« Des hommes ont tué 24 femmes, agressé sexuellement cinq enfants et infligé des violences à six femmes en Septembre ». Voilà des chiffres bruts que publient les journalistes de l’agence de presse JINHA.


« Nous avons recueilli les rapports de sites d’information, de journaux et d’agences de presse…» poursuivent-elles :

« Neuf d’entre elles ont été tuées par des hommes qui étaient leurs proches parents. Sept d’entre elles ont été abattues au cours d’affrontements provoqués par les forces répressives de l’Etat. Dans le même temps, des hommes ont violenté six femmes et une a été soumise à la torture sexuelle en détention.

Les agressions contre les femmes trans ont augmenté en Septembre.  Cinq trans ont été soumises à des agressions transphobes à Ankara. A Istanbul, des expulsions de logement ont eu lieu dans des quartiers.

37, 5 % de ces femmes ont été tuées parce qu’ils voulaient divorcer ou se séparer de leurs maris ou de leurs partenaires. 29 %  ont été tuées par balles, tirées par les forces de l’ Etat.

Au cours des neuf premiers mois de 2016, les hommes ont tué pas moins de 189 femmes, agressées sexuellement 316 enfants et infligé des violences sur 238 femmes. »

Voilà une comptabilité à comparer avec celle de pays européens. Chiffres pour chiffres, les différences ne seront pas d’ampleur. Mais comparaison n’est pas raison.

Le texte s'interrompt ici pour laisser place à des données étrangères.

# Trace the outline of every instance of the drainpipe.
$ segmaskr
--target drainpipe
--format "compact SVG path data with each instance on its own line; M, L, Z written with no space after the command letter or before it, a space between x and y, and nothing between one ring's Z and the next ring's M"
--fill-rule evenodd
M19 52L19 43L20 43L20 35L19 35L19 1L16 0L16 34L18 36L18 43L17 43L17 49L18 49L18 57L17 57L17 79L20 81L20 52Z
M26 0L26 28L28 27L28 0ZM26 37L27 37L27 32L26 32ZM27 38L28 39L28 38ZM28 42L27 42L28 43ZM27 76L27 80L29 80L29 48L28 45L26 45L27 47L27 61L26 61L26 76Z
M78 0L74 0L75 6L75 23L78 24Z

Les décès sous les balles des forces répressives de l’Etat, le meurtre de femmes trans, les viols en prison comme mode de soumission, sont bel et bien dus à la situation politique turque, à son idéologie dominante, à son état d’urgence, et sa démocrature.

En Turquie, la politique gouvernementale s’ajoute au patriarcat et à la violence quotidienne contre les femmes, tandis qu’une bigoterie sans nom les “domestique” et les “chosifie” davantage, comme dans certains pays occidentaux le ferait des publicités agressives… L’idéologie change, le voile pudique jeté sur les féménicides est pourtant le même partout.

Au regard de ces chiffres, la Turquie est bien dans les moyennes européennes, qu’on le veuille ou non. La lutte des femmes est bien la même partout, et elle est fondamentalement politique.